20. Ces dispositions visent tous les EPCI à fiscalité propre ne résultant pas d'une substitution ou d'une transformation de groupement préexistant : les communautés urbaines, communautés de communes, communautés ou syndicats d'agglomération nouvelle, communautés d'agglomération.
21. Les EPCI concernés doivent bénéficier de la totalité de la compétence et avoir adhéré, pour l'ensemble de cette compétence, à un syndicat mixte.
22. Ces dispositions s'appliquent également aux communautés de communes créées ex-nihilo qui se substituent à leurs communes membres au sein de syndicats de communes ou de syndicats mixtes en application des dispositions de l'article L. 5214-21 du code général des collectivités territoriales.
23. Le syndicat auquel adhère l'EPCI créé ex-nihilo doit, au 1er juillet de l'année de création de l'EPCI, être mixte au sens de l'article L. 5711-1 ou de l'article L. 5721-2 du code général des collectivités territoriales pour permettre à ce syndicat de prendre éventuellement une délibération d'institution de la TEOM avant cette date.II. Les délibérations à prendre
1. Délibérations que peut prendre le syndicat mixte
24. Pour instituer la TEOM, le syndicat mixte doit prendre une délibération avant le 1er juillet d'une année.
Cette délibération est applicable à compter de l'année suivante sur l'ensemble du périmètre du syndicat mixte y compris sur le périmètre des EPCI à fiscalité propre créés ex-nihilo membres du syndicat.
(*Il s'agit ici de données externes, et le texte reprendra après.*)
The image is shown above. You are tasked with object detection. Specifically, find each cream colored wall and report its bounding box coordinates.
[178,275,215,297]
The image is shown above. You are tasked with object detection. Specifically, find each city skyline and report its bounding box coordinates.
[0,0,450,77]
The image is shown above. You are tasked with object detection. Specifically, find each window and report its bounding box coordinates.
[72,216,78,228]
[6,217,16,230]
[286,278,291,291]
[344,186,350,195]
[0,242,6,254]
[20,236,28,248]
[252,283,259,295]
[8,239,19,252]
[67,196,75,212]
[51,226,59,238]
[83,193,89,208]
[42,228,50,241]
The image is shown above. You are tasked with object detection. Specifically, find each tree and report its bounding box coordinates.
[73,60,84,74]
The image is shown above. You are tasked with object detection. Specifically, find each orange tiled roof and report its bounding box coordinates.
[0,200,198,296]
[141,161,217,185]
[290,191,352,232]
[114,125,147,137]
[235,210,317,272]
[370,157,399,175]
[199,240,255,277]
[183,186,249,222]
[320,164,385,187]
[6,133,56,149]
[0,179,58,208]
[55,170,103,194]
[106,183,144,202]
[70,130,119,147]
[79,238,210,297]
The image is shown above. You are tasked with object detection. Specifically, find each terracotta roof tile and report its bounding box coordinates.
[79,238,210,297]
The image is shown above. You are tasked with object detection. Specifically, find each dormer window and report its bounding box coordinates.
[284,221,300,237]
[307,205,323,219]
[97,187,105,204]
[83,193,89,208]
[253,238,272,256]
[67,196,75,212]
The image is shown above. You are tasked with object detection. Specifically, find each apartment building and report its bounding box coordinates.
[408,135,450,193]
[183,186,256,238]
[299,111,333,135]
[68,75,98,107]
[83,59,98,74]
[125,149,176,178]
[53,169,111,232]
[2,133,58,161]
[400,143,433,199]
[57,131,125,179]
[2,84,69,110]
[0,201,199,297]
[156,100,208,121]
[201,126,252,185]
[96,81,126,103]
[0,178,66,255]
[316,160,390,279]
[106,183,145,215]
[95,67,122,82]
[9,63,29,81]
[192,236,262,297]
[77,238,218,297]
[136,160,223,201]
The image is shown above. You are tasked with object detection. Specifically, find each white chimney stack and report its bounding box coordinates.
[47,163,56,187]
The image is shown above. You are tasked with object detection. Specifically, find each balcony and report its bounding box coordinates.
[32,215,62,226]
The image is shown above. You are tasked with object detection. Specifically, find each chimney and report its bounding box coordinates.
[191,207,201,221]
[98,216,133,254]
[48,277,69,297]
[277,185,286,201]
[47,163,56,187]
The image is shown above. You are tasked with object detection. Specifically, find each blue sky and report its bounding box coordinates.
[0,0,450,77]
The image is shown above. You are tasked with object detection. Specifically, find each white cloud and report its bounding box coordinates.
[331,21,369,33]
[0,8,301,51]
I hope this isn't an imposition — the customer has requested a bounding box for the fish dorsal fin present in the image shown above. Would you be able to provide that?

Dans ce cas, l'EPCI créé ex-nihilo ne peut pas prendre de délibération pour instituer la taxe.
25. Les délibérations prises par le syndicat postérieurement au 1er juillet de l'année de création de l'EPCI sont applicables sur le périmètre de l'EPCI créé ex-nihilo au titre de N+ 2, soit parce que l'EPCI n'a pas pris de délibération, soit parce que l'EPCI rapporte avant le 15 octobre N+ 1 la délibération qu'il a prise avant le 16 janvier N+ 1. L'année de création s'entend de celle au cours de laquelle l'arrêté préfectoral portant création de l'EPCI a été pris.
2. Délibérations que peut prendre l'EPCI à fiscalité propre créé ex-nihilo
26. Si le syndicat mixte n'a pas institué la TEOM avant le 1er juillet de l'année de création ex-nihilo de l'EPCI à fiscalité propre, ce dernier peut prendre une délibération pour instituer la TEOM jusqu'au 15 janvier de l'année suivante pour être applicable la même année sur son périmètre.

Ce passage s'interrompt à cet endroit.